Abdorrahman Boroumand Center

for Human Rights in Iran

Omid, a memorial in defense of human rights in Iran
One Person’s Story



Age: 40
Nationality: Iran
Religion: Presumed Muslim
Civil Status: Married


Date of Killing: August 10, 2001
Location of Killing: Evin Prison, Tehran, Tehran Province, Iran
Mode of Killing: Unspecified execution method
Charges: Rape

About this Case

News of the execution of Mr. Mika’il was published on the website of Nimruz on August 10, 2001. This case was related to kidnapping, rape, and attempted murder of a young woman. According to the report, Mr. Mika’il was a fortune-teller who deceived women and young girls and took them to his house.

Arrest and detention

According to the report, Mr. Mika’il was identified and arrested by police in 1997. His arrest was related to the kidnapping of a girl college student for three months and the recovery of her half-dead body in a ditch around Eslamshahr on July 6, 1997. The circumstances of his arrest and detention are not known.


The Public Court of Tehran tried Mr. Mika’il out of order. No information is available on his trial.


The charges brought against Mr. Mika’il were announced as “deceiving, imprisoning, harassing, and torturing young women.”

The validity of the criminal charges brought against this defendant cannot be ascertained in the absence of the basic guarantees of a fair trial.  International human rights organizations have drawn attention to reports indicating that the Islamic Republic authorities have brought trumped-up charges, including drug trafficking, sexual, and other criminal offences, against their opponents (including political, civil society activists, as well as unionists and ethnic and religious minorities). Each year Iranian authorities sentence to death hundreds of alleged common criminals, following judicial processes that fail to meet international standards.
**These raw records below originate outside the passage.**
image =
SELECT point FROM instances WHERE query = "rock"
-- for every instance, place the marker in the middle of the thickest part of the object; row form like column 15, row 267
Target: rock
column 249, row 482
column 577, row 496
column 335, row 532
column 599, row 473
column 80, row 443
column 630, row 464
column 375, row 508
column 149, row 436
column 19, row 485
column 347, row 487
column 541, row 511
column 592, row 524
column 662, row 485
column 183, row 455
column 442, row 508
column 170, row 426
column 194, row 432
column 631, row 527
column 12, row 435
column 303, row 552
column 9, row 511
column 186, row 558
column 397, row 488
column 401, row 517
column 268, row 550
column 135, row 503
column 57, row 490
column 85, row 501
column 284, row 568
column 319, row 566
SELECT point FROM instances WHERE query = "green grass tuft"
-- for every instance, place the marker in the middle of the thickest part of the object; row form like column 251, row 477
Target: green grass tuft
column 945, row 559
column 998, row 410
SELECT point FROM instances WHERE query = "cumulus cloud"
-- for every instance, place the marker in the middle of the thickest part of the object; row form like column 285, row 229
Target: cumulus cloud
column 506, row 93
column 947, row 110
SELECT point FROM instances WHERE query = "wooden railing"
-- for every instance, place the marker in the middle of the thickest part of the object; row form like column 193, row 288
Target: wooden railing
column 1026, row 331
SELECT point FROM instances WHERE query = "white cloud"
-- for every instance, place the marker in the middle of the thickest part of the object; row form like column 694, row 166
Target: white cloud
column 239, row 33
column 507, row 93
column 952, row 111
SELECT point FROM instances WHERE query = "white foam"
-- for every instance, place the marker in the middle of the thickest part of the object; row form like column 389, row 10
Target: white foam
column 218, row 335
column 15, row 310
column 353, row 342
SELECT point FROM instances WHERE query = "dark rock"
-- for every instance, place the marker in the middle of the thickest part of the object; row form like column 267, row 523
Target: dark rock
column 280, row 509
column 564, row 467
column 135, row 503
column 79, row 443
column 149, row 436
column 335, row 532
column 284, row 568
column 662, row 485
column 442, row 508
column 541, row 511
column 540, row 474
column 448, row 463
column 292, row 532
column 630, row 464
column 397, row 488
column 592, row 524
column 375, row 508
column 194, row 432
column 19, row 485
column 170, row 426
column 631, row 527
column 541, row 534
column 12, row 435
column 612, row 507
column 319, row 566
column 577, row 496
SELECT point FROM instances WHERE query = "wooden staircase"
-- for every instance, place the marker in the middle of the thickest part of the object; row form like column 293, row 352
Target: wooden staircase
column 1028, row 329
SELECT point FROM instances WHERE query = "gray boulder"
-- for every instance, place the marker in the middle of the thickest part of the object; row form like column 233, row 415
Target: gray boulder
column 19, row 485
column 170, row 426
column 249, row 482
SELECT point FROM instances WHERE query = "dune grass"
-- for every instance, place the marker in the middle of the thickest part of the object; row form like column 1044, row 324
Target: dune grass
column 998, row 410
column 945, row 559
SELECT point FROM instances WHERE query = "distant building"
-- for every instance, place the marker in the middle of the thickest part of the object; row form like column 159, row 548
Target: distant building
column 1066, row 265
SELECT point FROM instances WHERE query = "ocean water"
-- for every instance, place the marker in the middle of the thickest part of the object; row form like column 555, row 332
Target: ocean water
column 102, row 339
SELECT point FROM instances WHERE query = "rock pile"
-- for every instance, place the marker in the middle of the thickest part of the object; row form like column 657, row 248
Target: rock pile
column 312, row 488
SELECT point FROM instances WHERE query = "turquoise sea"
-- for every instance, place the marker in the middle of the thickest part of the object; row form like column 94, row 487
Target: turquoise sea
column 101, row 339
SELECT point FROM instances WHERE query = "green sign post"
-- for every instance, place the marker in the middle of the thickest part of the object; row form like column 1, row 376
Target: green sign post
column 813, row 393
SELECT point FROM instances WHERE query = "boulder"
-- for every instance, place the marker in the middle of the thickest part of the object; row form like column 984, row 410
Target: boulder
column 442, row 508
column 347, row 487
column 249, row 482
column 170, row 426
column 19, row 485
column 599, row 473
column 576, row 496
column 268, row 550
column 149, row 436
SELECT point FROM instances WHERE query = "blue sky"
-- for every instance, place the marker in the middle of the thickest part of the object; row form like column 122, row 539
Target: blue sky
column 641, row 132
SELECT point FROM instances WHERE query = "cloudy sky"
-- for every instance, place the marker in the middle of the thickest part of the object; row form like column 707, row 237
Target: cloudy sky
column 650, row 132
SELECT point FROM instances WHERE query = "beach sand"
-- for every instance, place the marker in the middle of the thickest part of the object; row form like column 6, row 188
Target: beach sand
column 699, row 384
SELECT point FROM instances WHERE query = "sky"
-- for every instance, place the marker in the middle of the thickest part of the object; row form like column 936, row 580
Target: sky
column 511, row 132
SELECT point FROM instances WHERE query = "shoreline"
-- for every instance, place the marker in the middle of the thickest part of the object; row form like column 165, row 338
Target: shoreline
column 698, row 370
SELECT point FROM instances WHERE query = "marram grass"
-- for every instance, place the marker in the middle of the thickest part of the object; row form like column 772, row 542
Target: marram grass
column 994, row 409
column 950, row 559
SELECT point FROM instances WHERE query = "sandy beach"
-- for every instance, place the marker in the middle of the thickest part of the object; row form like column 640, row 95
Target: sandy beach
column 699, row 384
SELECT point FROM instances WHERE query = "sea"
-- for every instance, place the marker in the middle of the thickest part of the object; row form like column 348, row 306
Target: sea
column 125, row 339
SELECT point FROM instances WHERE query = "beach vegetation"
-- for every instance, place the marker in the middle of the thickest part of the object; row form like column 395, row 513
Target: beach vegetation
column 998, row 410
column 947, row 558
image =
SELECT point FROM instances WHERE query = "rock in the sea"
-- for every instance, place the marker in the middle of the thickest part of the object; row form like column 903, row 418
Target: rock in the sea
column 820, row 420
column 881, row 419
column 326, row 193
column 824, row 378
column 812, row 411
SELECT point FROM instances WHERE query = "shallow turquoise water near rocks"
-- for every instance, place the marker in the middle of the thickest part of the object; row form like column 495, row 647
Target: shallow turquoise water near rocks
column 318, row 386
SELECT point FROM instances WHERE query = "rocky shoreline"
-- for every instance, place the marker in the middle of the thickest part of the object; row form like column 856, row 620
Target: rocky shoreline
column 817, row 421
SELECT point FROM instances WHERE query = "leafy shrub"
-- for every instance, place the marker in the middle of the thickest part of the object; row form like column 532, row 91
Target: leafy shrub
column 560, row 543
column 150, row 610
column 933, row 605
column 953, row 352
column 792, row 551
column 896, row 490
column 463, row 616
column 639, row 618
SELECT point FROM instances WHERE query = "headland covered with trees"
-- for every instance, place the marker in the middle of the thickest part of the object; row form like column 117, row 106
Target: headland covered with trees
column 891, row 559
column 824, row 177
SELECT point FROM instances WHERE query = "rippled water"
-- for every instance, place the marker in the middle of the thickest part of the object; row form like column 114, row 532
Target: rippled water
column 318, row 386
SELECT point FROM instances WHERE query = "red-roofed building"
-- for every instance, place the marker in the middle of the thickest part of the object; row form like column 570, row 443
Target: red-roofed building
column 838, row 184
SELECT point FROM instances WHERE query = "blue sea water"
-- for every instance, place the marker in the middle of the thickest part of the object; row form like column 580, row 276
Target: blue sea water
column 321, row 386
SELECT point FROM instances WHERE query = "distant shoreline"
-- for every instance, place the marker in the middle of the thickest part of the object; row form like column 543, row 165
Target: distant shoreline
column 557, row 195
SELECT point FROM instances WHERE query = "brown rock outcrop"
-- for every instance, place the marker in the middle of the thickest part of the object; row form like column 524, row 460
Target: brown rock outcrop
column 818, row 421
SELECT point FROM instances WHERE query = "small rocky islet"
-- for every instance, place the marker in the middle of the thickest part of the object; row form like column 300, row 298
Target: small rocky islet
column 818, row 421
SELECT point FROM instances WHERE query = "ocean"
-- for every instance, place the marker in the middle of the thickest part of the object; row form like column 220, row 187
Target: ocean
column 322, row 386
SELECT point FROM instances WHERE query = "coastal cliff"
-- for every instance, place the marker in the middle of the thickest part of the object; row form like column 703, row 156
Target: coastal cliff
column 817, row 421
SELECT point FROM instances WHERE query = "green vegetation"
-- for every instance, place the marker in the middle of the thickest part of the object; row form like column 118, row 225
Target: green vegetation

The exact number of people convicted and executed based on trumped-up charges is unknown.

Evidence of guilt

The evidence presented against Mr. Mika’il was his “confession,” the confession of his wife, and the testimony of the victim. During his confession, he stated that he acted as a fortune-teller, befriended women who went to the shrine, and took them to his house.

International human rights organizations have repeatedly condemned the government of the Islamic Republic of Iran for its systematic use of severe torture and solitary confinement to obtain confessions from detainees and have questioned the authenticity of confessions obtained under duress.


No information is available on Mr. Mika’il’s defense.


The court condemned Mr. Mika’il to death and the Supreme Court confirmed the ruling. He was executed at the Evin Prison yard in Tehran on August 1, 2001.